Football

Management "swung a carrot" at players over discipline breach claims Mooney

Caolan Mooney says he may well have played for Down for the last time. Picture by Philip Walsh.
Caolan Mooney says he may well have played for Down for the last time. Picture by Philip Walsh.

DOWN’S infamous pre-championship breach of discipline happened because the county’s management team were “swinging a carrot” in front of the players by not explicitly telling them not to drink, says Caolan Mooney.

James McCartan had to be talked into staying just weeks before their Ulster Championship opener against Monaghan earlier this year, in which Down were well beaten, after a number of players were drinking on a training weekend in Malahide.

They had played Westmeath on the Saturday morning before going into the hotel bar, where Mooney says “boys had a couple of beers” after he had failed to get an answer from James McCartan over whether they were allowed to.

“It sorta started that morning, we put into the group we were gonna do a sweepstake for the Grand National,” Mooney told Colm Parkinson’s Smaller Fish podcast yesterday.

“We’d played our match, we had a challenge match against Westmeath, the injured boys had done their rehab session that morning.

“After the match nothing was said, boys ended up going down. We were staying in Malahide and we were watching the National in the bar in the hotel. Boys had a couple of beers.

“You were sorta swinging that carrot in front of boys, can we, can’t we? If you’re [not] told not to, you’re in a group of grown men, you’re gonna have a couple of beers.

“If anything, I know it looks bad, but the group actually bonded better after it. Before it, everything was in a dire state, the amount of boys that walked away and morale was low after getting relegated. It did take it.

“I know people aren’t happy about it. Some of the stories that came out were complete bullshit.

“Yes, boys had a couple of beers sitting watching the National, but nobody had went into Dublin city centre, nobody had left the hotel, we were all sitting there and had our dinner and the meeting. It obviously added fuel to the fire to the management.”

Mooney said he had attempted to ring McCartan on the Friday but that “he didn’t take my call and didn’t get back to me.
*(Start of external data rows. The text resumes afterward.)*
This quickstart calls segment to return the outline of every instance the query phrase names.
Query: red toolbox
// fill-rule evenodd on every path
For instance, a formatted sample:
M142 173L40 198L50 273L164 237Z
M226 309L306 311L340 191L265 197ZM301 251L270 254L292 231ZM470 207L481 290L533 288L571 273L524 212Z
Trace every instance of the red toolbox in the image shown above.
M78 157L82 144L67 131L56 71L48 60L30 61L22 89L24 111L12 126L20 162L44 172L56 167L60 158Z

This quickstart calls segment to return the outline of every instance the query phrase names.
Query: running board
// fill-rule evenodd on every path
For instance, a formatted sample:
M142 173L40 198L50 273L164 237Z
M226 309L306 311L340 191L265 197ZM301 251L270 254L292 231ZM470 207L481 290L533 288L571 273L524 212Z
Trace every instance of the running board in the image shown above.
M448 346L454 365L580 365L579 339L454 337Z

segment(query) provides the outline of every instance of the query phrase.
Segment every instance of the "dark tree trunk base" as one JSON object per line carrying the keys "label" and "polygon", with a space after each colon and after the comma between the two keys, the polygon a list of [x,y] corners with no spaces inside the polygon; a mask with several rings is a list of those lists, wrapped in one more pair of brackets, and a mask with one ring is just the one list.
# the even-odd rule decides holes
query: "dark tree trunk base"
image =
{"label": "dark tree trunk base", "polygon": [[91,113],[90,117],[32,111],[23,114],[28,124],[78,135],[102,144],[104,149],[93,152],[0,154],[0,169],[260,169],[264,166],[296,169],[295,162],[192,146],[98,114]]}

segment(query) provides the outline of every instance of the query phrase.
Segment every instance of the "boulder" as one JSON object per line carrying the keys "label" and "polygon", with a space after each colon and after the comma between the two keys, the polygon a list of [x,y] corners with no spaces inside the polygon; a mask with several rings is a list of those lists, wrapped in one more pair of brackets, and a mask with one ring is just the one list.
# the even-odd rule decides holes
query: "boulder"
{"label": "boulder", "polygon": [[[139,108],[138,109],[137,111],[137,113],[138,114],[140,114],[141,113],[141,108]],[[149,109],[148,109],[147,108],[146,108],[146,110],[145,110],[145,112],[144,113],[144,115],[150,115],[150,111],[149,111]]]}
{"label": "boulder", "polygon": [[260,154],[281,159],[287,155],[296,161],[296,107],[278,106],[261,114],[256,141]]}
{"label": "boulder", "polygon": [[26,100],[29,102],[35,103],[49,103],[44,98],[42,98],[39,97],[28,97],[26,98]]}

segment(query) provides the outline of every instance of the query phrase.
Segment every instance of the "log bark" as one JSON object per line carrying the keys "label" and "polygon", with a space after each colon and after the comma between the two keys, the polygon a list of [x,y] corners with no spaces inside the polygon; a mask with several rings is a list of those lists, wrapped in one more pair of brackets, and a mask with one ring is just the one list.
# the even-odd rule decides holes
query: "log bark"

“If he would have said no, I’d have said not a problem. Nothing was said,” he added.

Now playing his club football for RGU Downpatrick having transferred last year from native Rostrevor, Mooney left the Down panel ahead of their Tailteann Cup campaign which was equally short-lived, ending in a first-round defeat by Cavan.

He told Parkinson that he’d left after being refused permission to play in a club game the night before Down were due to have a challenge game that he would have missed due to a funeral.

“I would have thought that man-management would have been the way to go there, let [me] have 60 minutes instead of missing football altogether and not getting any game time between then and the Tailteann Cup.

“It is what it is, I just decided enough was enough and I just had to step away,” he said.

Mooney, who admits that it looks as though his Down career could be over, was highly critical of the standard of training across the year, claiming that the management team’s late start had led to a decision not to push players too hard for fear of causing injuries.

“Our sessions weren’t anywhere near the level they should be to play inter-county football.

“Compared to years gone by when you had the legs run off you, coming out of training and you were shattered, I wasn’t sort of feeling it this year.

“We did have a meeting early in the year and I did say training needs to be harder. They were a wee bit apprehensive, saying ‘we don’t want boys getting injured’, but boys were getting injured anyway so it’s probably better to put boys through some stress early and get injuries, then their bodies get used it feeling a wee bit of stress and grow.”

He also pointed to the examples of All-Ireland semi-finalists Derry and beaten quarter-finalists Armagh as teams that Down had beaten in recent years, but whose consistency had seen them pull away from the Mournemen.

“We’re just maybe lagging behind every other county. We beat Armagh in 2017. We beat Derry in the league that year, we beat Derry in the league in 2020 before Covid kicked in.

“I know Conor Glass and a few came in but they had a core group of players that they just built through. It’s the same with Armagh.

“We’ve just been lacking that, and the structure off-field in terms of strength and conditioning, getting fellas ready to play senior football…

“We’re just maybe a few years behind everyone at this stage. I think things are being put in place to try and rectify that. It’s good to see, but it’s not gonna affect me I don’t think.”